Great Britain, starring Billie Piper as an ambitious tabloid editor, was announced at a hastily arranged press conference this morning and opens in five days.
The play was ready to stage at the Lyttelton Theatre on Monday, but the National’s lawyers advised that it should wait until the verdicts in the long-running hacking trial were reached.
Former News of the World editor Andy Coulson was found guilty of conspiracy to hack phones on Tuesday, while Rebekah Brooks, his predecessor, was cleared of all charges.
“We didn’t think the trial would last as long as it did,” National director Sir Nicholas said, adding: “We were being very careful. It’s fiction but we were advised it would be better not to open the play while the trial was in progress.”

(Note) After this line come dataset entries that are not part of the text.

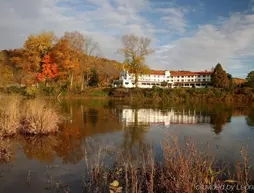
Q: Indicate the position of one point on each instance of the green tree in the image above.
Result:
(230, 79)
(250, 79)
(219, 77)
(135, 49)
(5, 71)
(94, 78)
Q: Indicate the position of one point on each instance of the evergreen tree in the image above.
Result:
(250, 79)
(219, 77)
(94, 80)
(230, 79)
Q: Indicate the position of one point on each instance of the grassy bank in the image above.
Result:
(156, 94)
(185, 94)
(22, 116)
(183, 169)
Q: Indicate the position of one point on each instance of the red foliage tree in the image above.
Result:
(49, 70)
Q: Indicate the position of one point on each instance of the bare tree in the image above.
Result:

Piper plays Paige Britain, the young editor of fictional tabloid The Free Press, although Sir Nicholas was at pains to stress the character was not a reference to Brooks. Rupert Vansittart will play the Prime Minister.
Sir Nicholas said: “There are parallels with current events but the play spreads its net very widely. It has an entire network of press, police and political establishment in its sights. It’s not particularly bothered by specific allegations against specific people.”

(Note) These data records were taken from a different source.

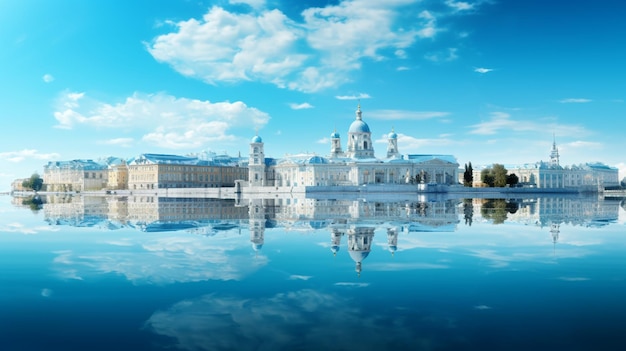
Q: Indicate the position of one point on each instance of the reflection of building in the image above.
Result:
(356, 166)
(360, 244)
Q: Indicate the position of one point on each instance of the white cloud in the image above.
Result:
(167, 121)
(47, 78)
(502, 121)
(319, 50)
(460, 5)
(256, 4)
(302, 106)
(353, 97)
(443, 56)
(19, 156)
(405, 115)
(122, 142)
(574, 101)
(482, 70)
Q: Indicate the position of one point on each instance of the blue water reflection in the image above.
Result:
(394, 272)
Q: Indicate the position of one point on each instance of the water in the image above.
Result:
(402, 273)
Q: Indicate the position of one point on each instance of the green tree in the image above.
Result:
(499, 175)
(494, 176)
(512, 179)
(35, 182)
(468, 175)
(486, 177)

Writer Richard Bean, whose work includes One Man, Two Guvnors, said: “It’s a fictional piece. It’s a grotesque satire that draws on current events, but is in no way a docudrama.”

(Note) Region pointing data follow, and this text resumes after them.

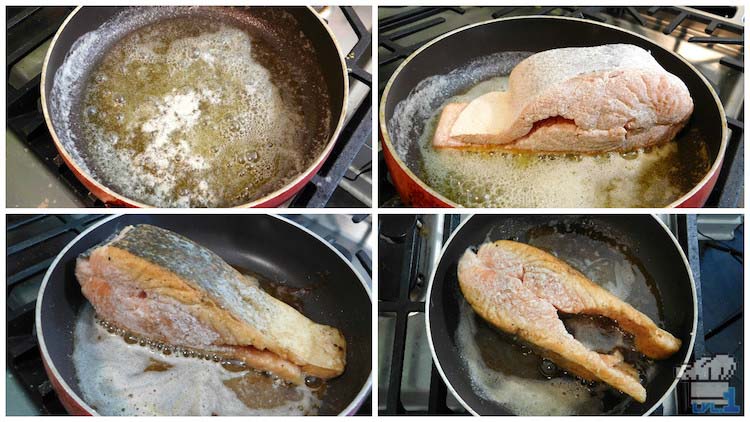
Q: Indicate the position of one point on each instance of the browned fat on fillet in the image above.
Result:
(519, 289)
(573, 100)
(163, 286)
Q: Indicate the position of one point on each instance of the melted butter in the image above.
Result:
(653, 177)
(292, 296)
(505, 370)
(184, 112)
(257, 391)
(178, 383)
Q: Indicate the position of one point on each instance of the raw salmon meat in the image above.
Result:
(573, 100)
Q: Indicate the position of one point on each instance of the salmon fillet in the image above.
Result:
(520, 289)
(163, 286)
(573, 100)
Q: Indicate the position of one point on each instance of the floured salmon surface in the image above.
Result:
(651, 177)
(523, 291)
(121, 375)
(159, 285)
(191, 111)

Bean admitted one plotline was inspired by the story of the tabloid hounding of Christopher Jefferies wrongfully suspected following the murder of Joanna Yeates. He subsequently won damages from eight newspapers.
“I can only write plays if I get angry about something,” Bean said, “and that whole case made me insanely angry.”
There will be no previews, with a select audience invited to several dress rehearsals, and the play will run until 23 August. Journalists and newspaper editors have sat in on rehearsals and were happy with the portrayal of the industry, Sir Nichoals said.
He continued: “Both of us have a gut sympathy for good, old fashioned tabloid journalism… For the tabloid journalists who find proper stories.”
“It’s a satire which has as its target, perversions of the idea of a free press, not of the free press itself. The free press is an ideal we share and wish to protect.”
Had the verdict in the trial been different, Bean said, the play would still have been “pretty much the same”.